第55回 5代目レガシィ
都会のお雑煮と、田舎のお雑煮!
全く、季節外れの話で申し訳ない。
正月、おせち料理の真打はお雑煮であろう。
日本全国、ツツウラウラその地方の特色が出て「こりゃ、何だ!」とオドロカされるものである。
白味噌仕立てやオスマシ仕立て。角餅やら丸餅。
中には甘いアンコ入りの餅をお雑煮に使うという。
都会育ちで東京っ子の私としては、塗りの椀にすっぽりと収まる餅というのが、見慣れた雑煮だ。
ところが、ある年の正月、友人の田舎で正月を迎えた。
するとどうだ。お椀の中にはでかい角餅。東京スタイルの倍以上の餅がドンとあるではないか……。
どこから手をつけていいのか、迷いに迷った経験がある。
レガシィって名前じゃなくても、 よかった気がする!
さて、新型レガシィだが、クルマを目の前にして「おや」っと思った、いや、思い出したのが田舎の雑煮だ。
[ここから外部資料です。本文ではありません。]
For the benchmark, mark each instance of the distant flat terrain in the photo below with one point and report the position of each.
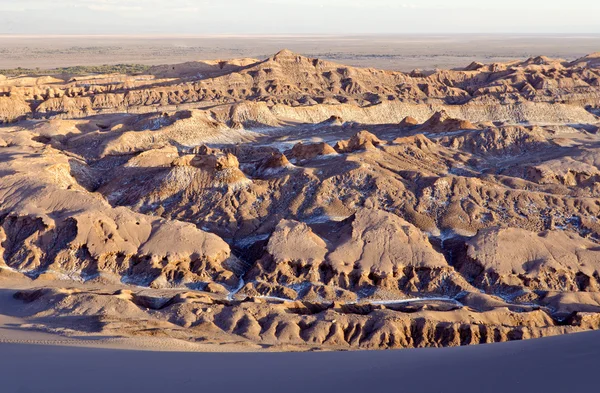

これまでのレガシィはなんだかんだといわれながらも、都会の雑煮だったと思っていた。
ところが新型レガシィは随分とでかい。
それは、ちょこっとボディサイズが大きくなったってモンじゃない。
全幅で50ミリも大きくなったのだ。これはもう、完全に田舎の雑煮に入っているあの、餅ではないか。
田舎の雑煮、これは東京育ちの人間でなければわからないことかも知れないが、田舎の雑煮の餅はとにかくデカい。
旧型レガシィが都会雑煮の餅だとしたら、新型レガシィは、迷うことなく田舎雑煮の餅なのだ。
もしかしたら群馬の雑煮もそうかしら?
3種の味わいの中から、どれを選ぶか。 これはオーナー予備軍に任せたい。
で、走らせてみると、これがなかなか。乗り心地は悪くない。居住性は余裕のカタマリ。
前後シートともレッグスペースは有り余るほど。
その上シートに余裕が生まれたのか、身体をそっとやさしく抱きしめるような感触だ。
セダンがいいか、ワゴンがいいか。そんなことで迷う前にアウトバックも試してみるといい。
まさに、違いがわかる大人のワゴンなのである。
朝早い、ヨーロッパのどこかを走っている感覚でドライブしてもらいたい、アウトバックのよさ、味に納得するはずだ。
スポーティさならセダン。ちょっと遊び心をクスグルワゴン。
大人の味わい、アウトバック。
いずれにしても、見事な進化と熟成をみせた新レガシィ。
見て、触って、ハンドルを握ってほしい。